US President Donald Trump has ratchet up his dispute with his own intelligence community by dismissing their conclusion of the killing of Saudi journalist Jamal Khasgoggi saying that it was based on "feelings".
Fielding questions from reporters at his at his Florida estate, Mar-a-Lago, where he is spending his Thanksgiving holiday, Trump doubled down on previous comments he made about the CIA's conclusion that the Crown Prince Mohammed Bin Salman known also known as MBS, ordered the killing of Khashoggi.
The CIA is believed to hold key intelligence including interception of phone conversation of the Crown Prince related to Khashoggi. The spy agency also says that such an operation would have needed the approval of MBS, the kingdom's de facto leader.
Trump insisted that the CIA didn't conclude that MBS authorised the killing of the Washington Post journalist. "No no, they didn't conclude. I'm sorry. No they didn't conclude. They did not come to a conclusion," said Trump.
"They have feelings certain ways. I have the report ‚Ä¶ they have not concluded, I don't know if anyone's going to be able to conclude the crown prince did it."
Continuing his defence of the Saudi royals Trump added: "I will say this: I don't know, I don't know. But whether he did or whether he didn't, he denies it vehemently. His father denies it, the king, vehemently. The CIA doesn't say they did it, they do point out certain things and in pointing out those things you can conclude that maybe he did or maybe he didn't."
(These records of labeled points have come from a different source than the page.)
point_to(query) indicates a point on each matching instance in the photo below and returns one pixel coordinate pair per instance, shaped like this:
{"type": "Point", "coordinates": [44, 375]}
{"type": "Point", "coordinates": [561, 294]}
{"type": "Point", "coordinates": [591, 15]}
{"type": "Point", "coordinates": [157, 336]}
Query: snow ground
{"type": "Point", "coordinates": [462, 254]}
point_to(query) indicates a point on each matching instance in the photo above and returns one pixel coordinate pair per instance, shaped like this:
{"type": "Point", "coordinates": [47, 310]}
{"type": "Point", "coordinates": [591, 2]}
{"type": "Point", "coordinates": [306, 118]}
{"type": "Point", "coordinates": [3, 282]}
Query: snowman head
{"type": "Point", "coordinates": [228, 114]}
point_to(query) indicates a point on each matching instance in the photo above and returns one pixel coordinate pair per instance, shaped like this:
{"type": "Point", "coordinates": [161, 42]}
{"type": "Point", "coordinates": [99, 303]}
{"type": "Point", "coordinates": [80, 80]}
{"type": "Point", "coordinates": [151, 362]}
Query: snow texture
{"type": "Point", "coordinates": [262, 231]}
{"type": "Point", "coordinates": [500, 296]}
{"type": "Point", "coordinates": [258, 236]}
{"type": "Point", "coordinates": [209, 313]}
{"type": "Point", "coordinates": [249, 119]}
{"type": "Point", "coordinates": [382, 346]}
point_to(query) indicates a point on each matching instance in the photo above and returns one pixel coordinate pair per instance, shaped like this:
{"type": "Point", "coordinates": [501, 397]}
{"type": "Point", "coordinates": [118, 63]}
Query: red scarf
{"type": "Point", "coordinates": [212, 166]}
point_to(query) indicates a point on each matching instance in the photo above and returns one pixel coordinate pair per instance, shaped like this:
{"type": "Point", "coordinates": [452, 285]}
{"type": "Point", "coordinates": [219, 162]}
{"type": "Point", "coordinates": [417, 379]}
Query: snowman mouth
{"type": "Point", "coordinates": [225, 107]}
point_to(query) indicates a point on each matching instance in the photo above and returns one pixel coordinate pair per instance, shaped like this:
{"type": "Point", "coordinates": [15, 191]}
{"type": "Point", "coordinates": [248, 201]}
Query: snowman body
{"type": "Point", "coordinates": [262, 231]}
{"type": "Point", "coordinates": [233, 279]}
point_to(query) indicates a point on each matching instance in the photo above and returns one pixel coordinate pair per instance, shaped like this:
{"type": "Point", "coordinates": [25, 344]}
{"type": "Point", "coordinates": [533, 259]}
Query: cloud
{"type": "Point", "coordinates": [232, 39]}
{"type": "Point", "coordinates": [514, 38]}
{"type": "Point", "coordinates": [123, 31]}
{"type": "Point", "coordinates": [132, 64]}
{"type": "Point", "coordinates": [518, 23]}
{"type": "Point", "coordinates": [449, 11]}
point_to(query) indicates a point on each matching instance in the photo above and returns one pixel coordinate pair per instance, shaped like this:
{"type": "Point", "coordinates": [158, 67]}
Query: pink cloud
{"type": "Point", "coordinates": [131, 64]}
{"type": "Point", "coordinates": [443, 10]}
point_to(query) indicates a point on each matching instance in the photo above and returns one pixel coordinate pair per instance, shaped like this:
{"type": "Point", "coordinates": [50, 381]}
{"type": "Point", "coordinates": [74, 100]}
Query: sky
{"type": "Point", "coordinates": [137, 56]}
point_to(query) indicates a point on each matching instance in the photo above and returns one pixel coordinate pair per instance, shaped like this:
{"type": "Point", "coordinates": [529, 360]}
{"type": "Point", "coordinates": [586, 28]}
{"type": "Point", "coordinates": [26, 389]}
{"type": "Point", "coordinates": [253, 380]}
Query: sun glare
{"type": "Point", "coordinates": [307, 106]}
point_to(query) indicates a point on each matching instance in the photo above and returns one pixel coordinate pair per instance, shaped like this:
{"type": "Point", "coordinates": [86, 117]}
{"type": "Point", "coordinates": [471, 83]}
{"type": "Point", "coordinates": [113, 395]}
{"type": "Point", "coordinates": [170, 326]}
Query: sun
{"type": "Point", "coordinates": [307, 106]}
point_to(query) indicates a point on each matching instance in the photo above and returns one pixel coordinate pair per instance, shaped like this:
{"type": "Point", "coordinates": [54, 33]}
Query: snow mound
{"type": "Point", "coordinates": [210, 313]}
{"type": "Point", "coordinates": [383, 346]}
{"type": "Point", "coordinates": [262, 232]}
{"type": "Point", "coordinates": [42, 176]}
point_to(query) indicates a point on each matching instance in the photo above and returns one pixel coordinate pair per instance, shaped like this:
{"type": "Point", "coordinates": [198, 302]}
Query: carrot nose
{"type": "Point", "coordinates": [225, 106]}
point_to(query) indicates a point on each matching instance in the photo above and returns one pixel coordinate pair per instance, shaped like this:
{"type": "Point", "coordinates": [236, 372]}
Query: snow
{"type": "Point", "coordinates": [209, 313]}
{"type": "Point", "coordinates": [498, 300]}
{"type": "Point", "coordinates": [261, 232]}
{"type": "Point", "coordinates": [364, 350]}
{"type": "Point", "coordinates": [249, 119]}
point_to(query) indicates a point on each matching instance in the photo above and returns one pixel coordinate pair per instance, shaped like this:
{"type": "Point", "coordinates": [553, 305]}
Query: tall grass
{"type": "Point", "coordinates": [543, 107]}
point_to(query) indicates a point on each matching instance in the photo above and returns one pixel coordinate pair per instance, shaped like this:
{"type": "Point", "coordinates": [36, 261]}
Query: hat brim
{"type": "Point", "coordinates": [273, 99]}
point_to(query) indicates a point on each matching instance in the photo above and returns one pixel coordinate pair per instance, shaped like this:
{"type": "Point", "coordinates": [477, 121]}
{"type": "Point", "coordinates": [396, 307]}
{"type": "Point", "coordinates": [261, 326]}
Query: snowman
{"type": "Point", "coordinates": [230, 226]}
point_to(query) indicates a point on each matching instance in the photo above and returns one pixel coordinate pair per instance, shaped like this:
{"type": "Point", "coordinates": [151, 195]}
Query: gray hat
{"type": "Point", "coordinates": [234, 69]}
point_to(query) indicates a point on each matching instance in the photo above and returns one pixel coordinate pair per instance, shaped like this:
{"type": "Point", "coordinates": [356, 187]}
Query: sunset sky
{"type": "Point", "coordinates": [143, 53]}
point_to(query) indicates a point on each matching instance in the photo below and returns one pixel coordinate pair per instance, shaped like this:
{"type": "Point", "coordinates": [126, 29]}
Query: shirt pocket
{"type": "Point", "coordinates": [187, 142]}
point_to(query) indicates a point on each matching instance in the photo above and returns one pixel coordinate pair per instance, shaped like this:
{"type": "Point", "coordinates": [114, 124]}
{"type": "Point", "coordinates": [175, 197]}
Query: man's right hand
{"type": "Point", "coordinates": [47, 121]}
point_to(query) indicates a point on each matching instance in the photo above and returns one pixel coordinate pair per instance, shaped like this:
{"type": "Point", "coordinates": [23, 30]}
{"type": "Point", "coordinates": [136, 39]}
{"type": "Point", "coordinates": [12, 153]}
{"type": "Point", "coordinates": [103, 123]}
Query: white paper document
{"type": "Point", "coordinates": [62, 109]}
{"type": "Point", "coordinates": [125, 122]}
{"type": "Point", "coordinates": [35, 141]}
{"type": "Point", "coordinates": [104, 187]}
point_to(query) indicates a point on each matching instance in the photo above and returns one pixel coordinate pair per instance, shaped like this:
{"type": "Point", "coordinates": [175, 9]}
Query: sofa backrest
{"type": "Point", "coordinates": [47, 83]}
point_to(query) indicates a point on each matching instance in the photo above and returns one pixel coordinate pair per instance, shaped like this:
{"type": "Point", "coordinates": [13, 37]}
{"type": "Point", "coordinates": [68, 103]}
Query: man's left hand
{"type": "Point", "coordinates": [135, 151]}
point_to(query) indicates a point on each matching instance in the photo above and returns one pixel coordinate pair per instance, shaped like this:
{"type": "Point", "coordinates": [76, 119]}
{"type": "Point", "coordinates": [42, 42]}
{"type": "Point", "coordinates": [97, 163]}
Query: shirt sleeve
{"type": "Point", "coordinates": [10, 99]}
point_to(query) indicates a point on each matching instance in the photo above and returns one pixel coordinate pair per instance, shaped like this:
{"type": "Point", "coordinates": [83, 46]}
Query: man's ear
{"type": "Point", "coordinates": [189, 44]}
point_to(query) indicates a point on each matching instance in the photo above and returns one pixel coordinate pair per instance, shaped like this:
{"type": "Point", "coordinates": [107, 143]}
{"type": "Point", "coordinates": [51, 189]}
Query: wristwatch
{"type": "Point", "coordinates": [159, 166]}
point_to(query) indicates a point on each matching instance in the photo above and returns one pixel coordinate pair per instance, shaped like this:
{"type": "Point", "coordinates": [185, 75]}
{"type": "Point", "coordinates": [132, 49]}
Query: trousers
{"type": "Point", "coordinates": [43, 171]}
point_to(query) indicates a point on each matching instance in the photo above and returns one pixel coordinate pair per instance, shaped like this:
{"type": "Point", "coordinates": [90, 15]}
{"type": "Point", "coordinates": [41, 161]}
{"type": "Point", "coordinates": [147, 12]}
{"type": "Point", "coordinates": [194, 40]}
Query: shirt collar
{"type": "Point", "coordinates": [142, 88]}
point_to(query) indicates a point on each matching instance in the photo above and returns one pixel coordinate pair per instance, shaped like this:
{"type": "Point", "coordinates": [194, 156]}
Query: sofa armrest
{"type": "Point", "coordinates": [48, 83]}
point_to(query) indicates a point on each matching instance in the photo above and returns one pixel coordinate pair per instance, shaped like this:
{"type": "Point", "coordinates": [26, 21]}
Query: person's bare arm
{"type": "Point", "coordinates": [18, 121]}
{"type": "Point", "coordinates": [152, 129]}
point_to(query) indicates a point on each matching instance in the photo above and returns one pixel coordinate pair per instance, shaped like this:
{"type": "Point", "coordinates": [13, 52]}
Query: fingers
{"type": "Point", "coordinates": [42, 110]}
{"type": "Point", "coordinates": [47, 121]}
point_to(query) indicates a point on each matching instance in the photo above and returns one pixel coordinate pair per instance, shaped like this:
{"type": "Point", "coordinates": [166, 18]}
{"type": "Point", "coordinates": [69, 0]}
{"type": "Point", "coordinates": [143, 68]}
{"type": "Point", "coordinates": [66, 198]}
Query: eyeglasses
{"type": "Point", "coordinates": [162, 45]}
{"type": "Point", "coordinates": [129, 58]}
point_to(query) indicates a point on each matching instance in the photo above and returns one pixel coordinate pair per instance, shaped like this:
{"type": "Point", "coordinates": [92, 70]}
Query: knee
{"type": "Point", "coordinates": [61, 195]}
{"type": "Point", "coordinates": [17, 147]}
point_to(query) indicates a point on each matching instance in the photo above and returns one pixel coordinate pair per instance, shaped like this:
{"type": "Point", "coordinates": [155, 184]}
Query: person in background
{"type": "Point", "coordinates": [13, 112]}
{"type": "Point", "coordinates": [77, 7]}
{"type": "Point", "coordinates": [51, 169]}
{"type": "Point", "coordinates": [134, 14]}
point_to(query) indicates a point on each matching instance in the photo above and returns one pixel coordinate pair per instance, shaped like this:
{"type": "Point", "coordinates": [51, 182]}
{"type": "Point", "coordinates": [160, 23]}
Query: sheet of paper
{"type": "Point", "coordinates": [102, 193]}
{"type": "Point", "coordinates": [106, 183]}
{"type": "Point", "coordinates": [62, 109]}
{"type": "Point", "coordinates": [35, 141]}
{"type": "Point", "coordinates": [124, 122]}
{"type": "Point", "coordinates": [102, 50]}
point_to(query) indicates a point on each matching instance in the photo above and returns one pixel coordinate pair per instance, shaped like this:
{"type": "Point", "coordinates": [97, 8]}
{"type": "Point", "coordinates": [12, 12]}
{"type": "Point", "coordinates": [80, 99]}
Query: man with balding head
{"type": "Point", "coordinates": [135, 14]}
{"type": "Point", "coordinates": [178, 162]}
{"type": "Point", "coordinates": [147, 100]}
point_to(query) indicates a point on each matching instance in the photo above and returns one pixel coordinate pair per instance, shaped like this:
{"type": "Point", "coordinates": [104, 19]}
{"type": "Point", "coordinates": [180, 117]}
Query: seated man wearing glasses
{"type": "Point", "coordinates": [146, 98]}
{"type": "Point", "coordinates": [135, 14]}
Asked who should be held accountable for Khashoggi's death if not the Saudis, Trump responded with comments that maybe seen as yet another instance of defending MBS at all cost by saying: "Maybe the world should be held accountable, because the world's a very very vicious place."
The nonchalant manner in which Trump has dismissed his own intelligence community to cover up a political crime has been a cause of dismay. One critic, writing in the Financial Times, has said: "It demeans America's leadership and encourages the worst behavior of autocrats is irrelevant detail."
The details of the intelligence in possession of the CIA is likely to be a continuous source of tension between Trump and his intelligence community. A report by the Turkish daily Hurriet has said that information held by the CIA may be the "smoking gun" tying MBS to the murder of Khashoggi.
Wire tapped information held by the CIA is said to indicate that MBS was in communication with his brother, Khaled Bin Salman, Saudi Arabia's ambassador to the United States, about silencing Khashoggi "as soon as possible".
Two Saudi officials are also said to be heard discussing the "discomfort" created by Khashoggi's public criticism of the kingdom's administration.
The dismay over Trump's strong backing of the Saudis has prompted members of Congress to respond sternly. Earlier this week they adopted legal measures to force Trump into taking a harder line against Riyadh.